I’m tired of complaining. I realized that this evening.
Riding my ugly yellow bicycle down my pot-holed road after unlocking the gate
in the darkness. Fuck all this, sell the bike and upgrade and move into a guesthouse.
I don’t know why I put up with what I do sometimes, maybe just so I have a
story or something to complain about. When
I was your age…blah blah blah.
I’ve got about 15 movies in the queue and the list just
keeps growing. I haven’t studied Khmer in what seems like ages. I need someone
with whom I can practice my skills or lack of skills is more like it. I also
keep putting off the guitar purchase. I guess I don’t want to buy it and shelve
it immediately. Or get into it for a week and then say I’m too busy. I know
myself too well unfortunately. What else haven’t I done lately? No gym for four
days, but that was beyond my control. Another reason why I’m feeling a bit soft
at the moment. Seeing all these ripped Khmer men around certainly doesn’t make me
aroused, but it does make me jealous. And then I go and buy another bag of
cookies. My weakness.
I think I’m going to get some more moles eradicated from my
body tomorrow. If time allows. I’ve had some cut and stitched, some lasered,
some cut by my own fingernail clippers and some by some kind of electrolysis
procedure. I’ll just call it that. Rub in some cream to reduce the pain and
then run a hot needle over the mole seemingly removing the mole root by root.

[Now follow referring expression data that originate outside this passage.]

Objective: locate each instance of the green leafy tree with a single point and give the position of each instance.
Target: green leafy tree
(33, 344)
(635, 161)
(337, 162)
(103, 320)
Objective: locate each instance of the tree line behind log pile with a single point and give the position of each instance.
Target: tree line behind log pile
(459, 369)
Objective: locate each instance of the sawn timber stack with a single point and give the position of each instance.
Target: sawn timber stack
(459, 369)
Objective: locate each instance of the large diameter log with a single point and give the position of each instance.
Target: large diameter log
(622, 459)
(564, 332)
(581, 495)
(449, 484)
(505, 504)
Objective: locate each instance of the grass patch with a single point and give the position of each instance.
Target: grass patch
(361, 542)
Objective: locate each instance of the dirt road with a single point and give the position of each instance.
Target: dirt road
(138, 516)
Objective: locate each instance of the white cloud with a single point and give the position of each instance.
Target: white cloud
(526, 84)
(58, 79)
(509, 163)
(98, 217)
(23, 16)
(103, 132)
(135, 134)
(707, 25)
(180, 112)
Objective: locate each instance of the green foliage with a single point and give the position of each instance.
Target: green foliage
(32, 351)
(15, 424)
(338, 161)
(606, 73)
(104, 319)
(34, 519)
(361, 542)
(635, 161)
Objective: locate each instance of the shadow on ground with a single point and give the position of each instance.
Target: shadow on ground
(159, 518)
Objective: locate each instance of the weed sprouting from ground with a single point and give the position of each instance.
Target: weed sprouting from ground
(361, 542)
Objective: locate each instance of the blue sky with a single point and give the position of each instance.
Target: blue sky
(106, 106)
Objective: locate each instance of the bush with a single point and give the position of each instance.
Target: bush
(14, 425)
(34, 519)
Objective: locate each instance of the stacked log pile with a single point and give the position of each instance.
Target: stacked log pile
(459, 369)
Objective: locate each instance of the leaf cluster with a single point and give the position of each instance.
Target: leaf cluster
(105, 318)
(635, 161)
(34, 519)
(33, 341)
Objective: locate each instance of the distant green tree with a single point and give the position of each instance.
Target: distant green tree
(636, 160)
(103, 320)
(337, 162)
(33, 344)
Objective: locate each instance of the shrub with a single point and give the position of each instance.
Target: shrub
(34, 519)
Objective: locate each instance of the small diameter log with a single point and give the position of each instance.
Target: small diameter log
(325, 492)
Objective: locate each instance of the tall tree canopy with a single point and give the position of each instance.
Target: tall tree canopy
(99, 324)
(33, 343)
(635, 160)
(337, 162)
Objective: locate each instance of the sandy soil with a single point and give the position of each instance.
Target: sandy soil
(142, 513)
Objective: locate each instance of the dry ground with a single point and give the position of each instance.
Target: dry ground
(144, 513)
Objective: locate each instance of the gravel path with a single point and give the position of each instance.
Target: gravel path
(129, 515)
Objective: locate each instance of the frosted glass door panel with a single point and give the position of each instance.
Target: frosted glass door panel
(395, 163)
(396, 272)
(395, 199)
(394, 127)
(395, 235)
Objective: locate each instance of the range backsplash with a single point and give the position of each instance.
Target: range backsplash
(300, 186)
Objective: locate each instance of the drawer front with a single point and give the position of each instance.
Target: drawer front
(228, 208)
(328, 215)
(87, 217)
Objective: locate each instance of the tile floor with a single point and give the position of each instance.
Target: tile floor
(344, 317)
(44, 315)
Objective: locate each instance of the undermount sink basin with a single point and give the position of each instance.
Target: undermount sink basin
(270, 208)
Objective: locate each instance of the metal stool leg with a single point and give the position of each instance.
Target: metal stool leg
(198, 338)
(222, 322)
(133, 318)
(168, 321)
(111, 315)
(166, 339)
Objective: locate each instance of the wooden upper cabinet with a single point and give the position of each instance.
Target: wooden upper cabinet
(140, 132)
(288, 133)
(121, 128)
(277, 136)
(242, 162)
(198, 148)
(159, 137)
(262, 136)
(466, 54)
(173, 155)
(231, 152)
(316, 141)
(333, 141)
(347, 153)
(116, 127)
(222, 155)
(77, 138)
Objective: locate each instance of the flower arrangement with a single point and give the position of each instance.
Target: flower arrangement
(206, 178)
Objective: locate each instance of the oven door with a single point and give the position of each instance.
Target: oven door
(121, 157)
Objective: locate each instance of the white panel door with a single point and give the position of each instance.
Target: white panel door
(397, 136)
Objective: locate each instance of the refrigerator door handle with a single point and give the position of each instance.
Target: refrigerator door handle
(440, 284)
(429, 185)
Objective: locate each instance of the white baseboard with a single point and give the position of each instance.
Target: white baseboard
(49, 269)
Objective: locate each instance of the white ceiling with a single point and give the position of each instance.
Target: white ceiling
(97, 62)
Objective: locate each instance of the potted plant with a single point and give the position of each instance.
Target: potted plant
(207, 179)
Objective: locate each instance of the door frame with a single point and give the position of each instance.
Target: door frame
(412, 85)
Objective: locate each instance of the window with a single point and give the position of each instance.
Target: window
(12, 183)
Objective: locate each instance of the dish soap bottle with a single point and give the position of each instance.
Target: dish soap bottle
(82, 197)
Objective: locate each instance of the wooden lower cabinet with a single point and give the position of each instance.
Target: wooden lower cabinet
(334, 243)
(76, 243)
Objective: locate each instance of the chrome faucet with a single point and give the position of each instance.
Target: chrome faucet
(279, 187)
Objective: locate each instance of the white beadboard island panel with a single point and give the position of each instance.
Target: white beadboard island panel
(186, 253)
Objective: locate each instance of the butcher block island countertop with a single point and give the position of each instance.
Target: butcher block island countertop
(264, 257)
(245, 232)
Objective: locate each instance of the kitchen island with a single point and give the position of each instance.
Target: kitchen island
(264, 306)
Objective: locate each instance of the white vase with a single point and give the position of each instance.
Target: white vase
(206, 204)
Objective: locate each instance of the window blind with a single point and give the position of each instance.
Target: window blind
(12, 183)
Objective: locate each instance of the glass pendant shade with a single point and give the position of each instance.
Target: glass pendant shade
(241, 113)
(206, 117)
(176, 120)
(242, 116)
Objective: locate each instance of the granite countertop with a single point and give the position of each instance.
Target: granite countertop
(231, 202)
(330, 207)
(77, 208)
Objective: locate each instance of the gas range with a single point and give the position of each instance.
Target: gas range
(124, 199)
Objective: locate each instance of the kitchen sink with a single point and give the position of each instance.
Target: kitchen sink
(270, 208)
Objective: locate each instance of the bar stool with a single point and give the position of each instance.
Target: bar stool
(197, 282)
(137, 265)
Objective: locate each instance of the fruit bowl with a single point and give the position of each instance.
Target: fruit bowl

Didn’t hurt too much and seems to be healing well. I’ll have to see if I can
negotiate an hourly rate rather than a rate per mole. I still have that many.
And I’m still obsessed with getting them removed.
My throat hurts. Fuuuuuuck.
That again. Sucking on a lozenge right now. Better than a dick. Maybe not to
you. It’s almost time for bed, just trying to ignore the fact it’s only
10:45pm. And trying to remember I didn’t go to bed until 5:30 this morning.
Kind of explains the mood and the tickle in my throat. Hoping I can learn to
sleep like a baby again one day. Just lie down and pass out when I’m tired
rather than from the consumption of too much alcohol. I haven’t done that in a
long time, honest. The bed is calling my name, me thinks. Where’s my blankie?